Computers in the classroom include any digital technology used to enhance, supplement, or replace a traditional educational curriculum with computer science education. As computers have become more accessible, inexpensive, and powerful, the demand for this technology has increased, leading to more frequent use of computer resources within classes, and a decrease in the student-to-computer ratio within schools.

==Computer education history ==
===Origins===
College campuses used computer mainframes in education since the initial days of this technology, and throughout the initial development of computers. The earliest large-scale study of educational computer usage conducted for the National Science Foundation by The American Institute for Research concluded that 13% of the nation's public high schools used computers for instruction, although no-users still outnumbered users at a ratio of 2 to 1. The study also concluded that computers proved to be very popular with students, and that applications run on early models included sports statistic managers, administration tools, and physics simulators.

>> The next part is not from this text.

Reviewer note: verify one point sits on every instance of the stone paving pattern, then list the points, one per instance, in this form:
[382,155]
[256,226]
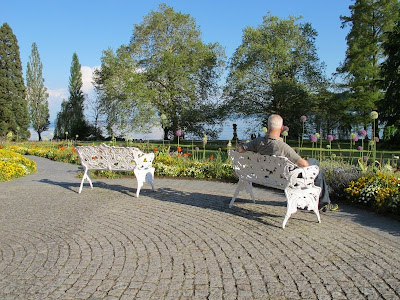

In 1975, Apple Inc. began donating Apple 1 model computers to schools, and mainframes began to lose their former dominance over academic research. Computer usage continued to grow rapidly throughout this era. In 1977, it was estimated that over 90% of students at Dartmouth College had used computers at some point in their college careers. Walter Koetke, the director of a Lexington, Massachusetts school system commented that, "It's still possible for a student to get through here without using the computer, but he would certainly have to try to do it". In 1983, Drexel University became the first campus to require every student to purchase a laptop.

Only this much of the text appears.